The first argument in read_excel is the name of the file we want to work with. We can also include the path where the file is located if needed. For example, when I ran this code, my data was in my working directory. The second argument, sheet_name=<sheet_name>, tells Python which spreadsheet in the workbook we want to work with. The last argument, header=0, indicates that the first row in the spreadsheet has the column names. Python counts from zero, so we use 0 to refer to the first row. By specifying the header row, Python will use the values in the first row of each spreadsheet as the column names for each data frame.

Let’s check the first few rows of each data frame to make sure everything is correct.

users.head()
my source
table_addresses = """
CREATE TABLE addresses (
user_id INTEGER,
street TEXT NOT NULL,
city TEXT NOT NULL,
state TEXT NOT NULL,
PRIMARY KEY (user_id),
FOREIGN KEY(user_id) REFERENCES users(user_id)
)"""

table_addresses is a variable that contains a command to create a table named addresses. Lines #3–6 create four new columns in addresses: user_id, street, city and state. The data type of each column is specified to the right of the respective column name in data frame. More details on SQLite datatypes can be found here. Note that the order of the columns matches the order of the columns from the associated data frame.

For example, suppose the order of the columns of an adresses SQL table are user_id, city, street and state. If we write the values of the city column from the data frame to the addresses table in SQL, they would replace the values of the street column.
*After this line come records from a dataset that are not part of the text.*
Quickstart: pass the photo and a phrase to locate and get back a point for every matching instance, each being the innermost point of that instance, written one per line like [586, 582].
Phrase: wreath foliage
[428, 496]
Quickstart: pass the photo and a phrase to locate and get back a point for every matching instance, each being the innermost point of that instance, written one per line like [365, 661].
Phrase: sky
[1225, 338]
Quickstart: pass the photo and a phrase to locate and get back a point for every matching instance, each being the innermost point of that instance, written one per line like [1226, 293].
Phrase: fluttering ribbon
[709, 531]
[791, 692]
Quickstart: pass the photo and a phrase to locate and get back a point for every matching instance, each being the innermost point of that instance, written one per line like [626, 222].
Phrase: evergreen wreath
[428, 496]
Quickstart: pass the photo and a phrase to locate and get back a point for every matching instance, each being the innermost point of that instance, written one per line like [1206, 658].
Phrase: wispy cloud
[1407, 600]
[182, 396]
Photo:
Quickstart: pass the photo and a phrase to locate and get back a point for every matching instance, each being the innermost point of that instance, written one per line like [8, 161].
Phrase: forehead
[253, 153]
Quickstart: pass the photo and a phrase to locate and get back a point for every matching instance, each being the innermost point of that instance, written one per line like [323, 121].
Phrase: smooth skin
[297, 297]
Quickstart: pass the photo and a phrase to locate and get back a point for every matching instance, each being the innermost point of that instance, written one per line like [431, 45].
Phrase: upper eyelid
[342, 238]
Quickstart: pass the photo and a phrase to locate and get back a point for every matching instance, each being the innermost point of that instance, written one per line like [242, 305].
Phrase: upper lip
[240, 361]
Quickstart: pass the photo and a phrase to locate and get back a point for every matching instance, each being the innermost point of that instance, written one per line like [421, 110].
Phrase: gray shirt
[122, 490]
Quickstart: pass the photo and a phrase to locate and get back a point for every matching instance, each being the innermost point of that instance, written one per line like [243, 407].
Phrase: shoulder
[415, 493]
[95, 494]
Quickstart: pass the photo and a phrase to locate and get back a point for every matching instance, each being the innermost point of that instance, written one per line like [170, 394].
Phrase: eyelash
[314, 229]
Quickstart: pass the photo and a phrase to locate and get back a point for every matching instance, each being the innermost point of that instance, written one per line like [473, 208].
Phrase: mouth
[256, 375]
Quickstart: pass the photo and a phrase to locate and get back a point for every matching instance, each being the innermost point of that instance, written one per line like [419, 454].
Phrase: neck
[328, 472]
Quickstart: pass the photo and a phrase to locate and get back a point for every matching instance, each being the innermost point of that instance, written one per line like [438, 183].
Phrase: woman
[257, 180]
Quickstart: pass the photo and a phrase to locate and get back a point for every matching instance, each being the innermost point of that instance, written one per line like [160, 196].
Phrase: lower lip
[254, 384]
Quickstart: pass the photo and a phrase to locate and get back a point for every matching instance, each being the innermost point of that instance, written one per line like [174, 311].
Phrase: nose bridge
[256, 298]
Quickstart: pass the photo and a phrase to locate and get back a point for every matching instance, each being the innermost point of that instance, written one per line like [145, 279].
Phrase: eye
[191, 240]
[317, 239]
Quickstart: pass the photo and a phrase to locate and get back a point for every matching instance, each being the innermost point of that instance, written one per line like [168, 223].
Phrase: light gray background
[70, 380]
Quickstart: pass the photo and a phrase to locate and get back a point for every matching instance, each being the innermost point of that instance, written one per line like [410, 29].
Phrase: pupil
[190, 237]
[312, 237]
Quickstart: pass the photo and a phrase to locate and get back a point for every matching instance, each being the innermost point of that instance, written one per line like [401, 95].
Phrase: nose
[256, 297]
Line #7 establishes the table’s primary key, which is a column that contains values that uniquely identify each row. In the addresses table, user_id satisfies the requirements for a primary key because no two rows have the same user_id value.

Line #8 in the previous set of code establishes the foreign key for addressed. A foreign key is a column in one table that is the primary key in another table. For instance, notice that different rows can share the same user_id value in the addresses table, which disqualifies user_id from being the primary key in this table. However, in the users table each row does contain a unique user_id value. As such, user_id can serve as the primary key for users table.

Let’s return to the actual code in line #8 in the previous CREATE TABLE command. The first part of this code, FOREIGN KEY(user_id), establishes that the user_id column in addresses is a foreign key. The second part, REFERENCE users(user_id) then specifies the table and primary key to which user_id refers. Repeat the command for other tables.

table_users = """
CREATE TABLE users (
enabled boolean DEFAULT TRUE,
username TEXT NOT NULL,
user_id INTEGER,
PRIMARY KEY (user_id)
)"""
table_reviews = """
CREATE TABLE reviews (
user_id INTEGER,
book_id INTEGER,
id INTEGER,
review_content TEXT,
published_date DATE,
PRIMARY KEY (id),
FOREIGN KEY(user_id) REFERENCES users(user_id),
FOREIGN KEY(book_id) REFERENCES books(book_id)
)"""
table_books="""
CREATE TABLE books (
author TEXT NOT NULL,
title TEXT NOT NULL,
book_id INTEGER,
isbn INTEGER,
published_date DATE,
PRIMARY KEY (book_id)
)"""
table_users_books = """
CREATE TABLE users_books (
book_id INTEGER,
return_date DATE,
user_id INTEGER,
isbn INTEGER,
checkout_date DATE,
FOREIGN KEY(user_id) REFERENCES users(user_id),
FOREIGN KEY(book_id) REFERENCES books(book_id)
)"""

Finishing the Database
First step, creating database tables with below lines of code. Line #1 making a connection to existing data base, then executing commands one by one to create tables.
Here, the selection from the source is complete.